In order to implement a multiple-block allocator based on the existing block allocation bitmap, Mingming Cao first changed ext3_new_block() to accept a new argument specifying how many contiguous blocks the function should attempt to allocate, on a best efforts basis. The function now allocates the first block in the existing way, and then continues allocating up to the requested number of adjacent physical blocks at the same time if they are available.
The modified ext3_new_block() function was then used to implement ext3's get_blocks() method, the standardized filesystem interface to translate a file offset and a length to a set of on-disk blocks. It does this by starting at the first file offset and translating it into a logical block number, and then taking that logical block number and mapping it to a physical block number. If the logical block has already been mapped, then it will continue mapping the next logical block until the requisite number of physical blocks have been returned, or an unallocated block is found.

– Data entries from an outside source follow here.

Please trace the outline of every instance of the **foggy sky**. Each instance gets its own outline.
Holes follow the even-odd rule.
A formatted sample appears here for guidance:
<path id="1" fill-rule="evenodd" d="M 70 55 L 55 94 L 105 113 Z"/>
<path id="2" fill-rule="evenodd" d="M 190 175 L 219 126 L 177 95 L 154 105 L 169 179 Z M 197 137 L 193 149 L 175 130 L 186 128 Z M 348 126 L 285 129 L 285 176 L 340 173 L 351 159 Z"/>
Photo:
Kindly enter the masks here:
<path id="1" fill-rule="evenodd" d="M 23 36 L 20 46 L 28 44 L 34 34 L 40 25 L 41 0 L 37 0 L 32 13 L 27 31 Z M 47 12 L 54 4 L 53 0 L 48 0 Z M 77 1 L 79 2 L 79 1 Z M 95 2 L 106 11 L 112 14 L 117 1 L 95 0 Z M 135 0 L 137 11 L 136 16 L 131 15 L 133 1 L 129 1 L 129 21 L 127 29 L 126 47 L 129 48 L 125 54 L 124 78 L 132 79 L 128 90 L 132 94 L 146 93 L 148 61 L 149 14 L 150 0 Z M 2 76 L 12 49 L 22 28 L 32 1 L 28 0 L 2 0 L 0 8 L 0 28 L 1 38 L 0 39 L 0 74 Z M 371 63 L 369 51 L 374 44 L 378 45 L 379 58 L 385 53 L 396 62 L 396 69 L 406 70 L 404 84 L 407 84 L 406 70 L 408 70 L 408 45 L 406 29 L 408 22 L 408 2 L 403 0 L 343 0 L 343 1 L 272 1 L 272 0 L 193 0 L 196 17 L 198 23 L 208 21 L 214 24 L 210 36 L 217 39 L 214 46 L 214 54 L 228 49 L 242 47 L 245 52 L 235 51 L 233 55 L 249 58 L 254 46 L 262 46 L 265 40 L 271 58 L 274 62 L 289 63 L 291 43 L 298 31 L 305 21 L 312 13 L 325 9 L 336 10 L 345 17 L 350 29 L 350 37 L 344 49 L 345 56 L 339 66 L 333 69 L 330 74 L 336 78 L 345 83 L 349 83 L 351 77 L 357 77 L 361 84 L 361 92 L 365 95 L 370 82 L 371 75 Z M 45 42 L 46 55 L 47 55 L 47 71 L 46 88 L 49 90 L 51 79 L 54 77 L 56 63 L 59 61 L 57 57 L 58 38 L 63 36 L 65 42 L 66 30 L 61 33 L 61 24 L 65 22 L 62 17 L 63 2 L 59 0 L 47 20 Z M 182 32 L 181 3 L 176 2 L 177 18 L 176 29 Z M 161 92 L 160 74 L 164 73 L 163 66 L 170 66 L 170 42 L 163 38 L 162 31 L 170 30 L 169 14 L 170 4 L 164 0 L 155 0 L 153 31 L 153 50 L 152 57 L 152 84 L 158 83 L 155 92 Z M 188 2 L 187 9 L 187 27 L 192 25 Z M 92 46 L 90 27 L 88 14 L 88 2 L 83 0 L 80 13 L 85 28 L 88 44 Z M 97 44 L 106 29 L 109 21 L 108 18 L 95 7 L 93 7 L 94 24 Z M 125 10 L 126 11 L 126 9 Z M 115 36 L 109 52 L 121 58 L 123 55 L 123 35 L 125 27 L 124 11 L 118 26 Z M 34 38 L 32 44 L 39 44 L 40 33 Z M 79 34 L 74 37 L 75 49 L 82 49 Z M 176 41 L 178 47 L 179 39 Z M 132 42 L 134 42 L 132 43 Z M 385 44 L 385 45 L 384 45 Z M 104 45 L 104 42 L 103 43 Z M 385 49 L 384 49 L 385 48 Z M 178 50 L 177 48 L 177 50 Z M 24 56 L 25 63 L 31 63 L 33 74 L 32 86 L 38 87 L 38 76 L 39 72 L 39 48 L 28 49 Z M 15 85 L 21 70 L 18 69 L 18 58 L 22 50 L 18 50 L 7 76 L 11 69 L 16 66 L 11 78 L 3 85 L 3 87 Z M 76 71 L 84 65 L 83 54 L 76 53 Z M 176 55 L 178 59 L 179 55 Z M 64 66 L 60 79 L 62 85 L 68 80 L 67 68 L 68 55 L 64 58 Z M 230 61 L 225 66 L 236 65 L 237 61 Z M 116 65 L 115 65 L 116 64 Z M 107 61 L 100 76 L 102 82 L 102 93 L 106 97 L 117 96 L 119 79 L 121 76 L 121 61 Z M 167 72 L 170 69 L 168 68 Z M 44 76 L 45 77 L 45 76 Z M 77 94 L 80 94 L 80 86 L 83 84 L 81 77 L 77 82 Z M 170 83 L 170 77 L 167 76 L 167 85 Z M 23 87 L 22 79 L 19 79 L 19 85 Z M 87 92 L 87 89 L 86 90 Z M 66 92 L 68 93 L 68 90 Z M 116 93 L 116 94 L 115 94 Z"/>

If some blocks need to be allocated, first ext3_get_blocks() will look ahead to see how many adjacent blocks are needed, and then passes this allocation request to ext3_new_blocks(), searches for the requested free blocks, marks them as used, and returns them to ext3_get_blocks(). Next, ext3_get_blocks() will update the inode's direct blocks, or a single indirect block to point at the allocated blocks.
Currently, this ext3_get_blocks() implementation does not allocate blocks across an indirect block boundary. There are two reasons for this. First, the JBD journaling requests the filesystem to reserve the maximum of blocks that will require journaling, when a new transaction handle is requested via ext3_journal_start(). If we were to allow a multiple block allocation request to span an indirect block boundary, it would be difficult to predict how many metadata blocks may get dirtied and thus require journaling. Secondly, it would be difficult to place any newly allocated indirect blocks so they are appropriately interleaved with the data blocks.
Currently, only the Direct I/O code path uses the get_blocks() interfaces; the mpage_writepages() function calls mpage_writepage() which in turn calls get_block(). Since only a few workloads (mainly databases) use Direct I/O, Suparna Bhattacharya has written a patch to change mpage_writepages() use get_blocks() instead. This change should be generically helpful for any filesystems which implement an efficient get_blocks() function.
Draft patches have already been posted to the ext2-devel mailing list. As of this writing, we are trying to integrate Mingming's ext3_get_blocks() patch, Suparna Bhattacharya's mpage_writepage() patch and Badari Pulavarty's generic delayed allocation patch (discussed in Section 4.2) in order to evaluate these three patches together using benchmarks.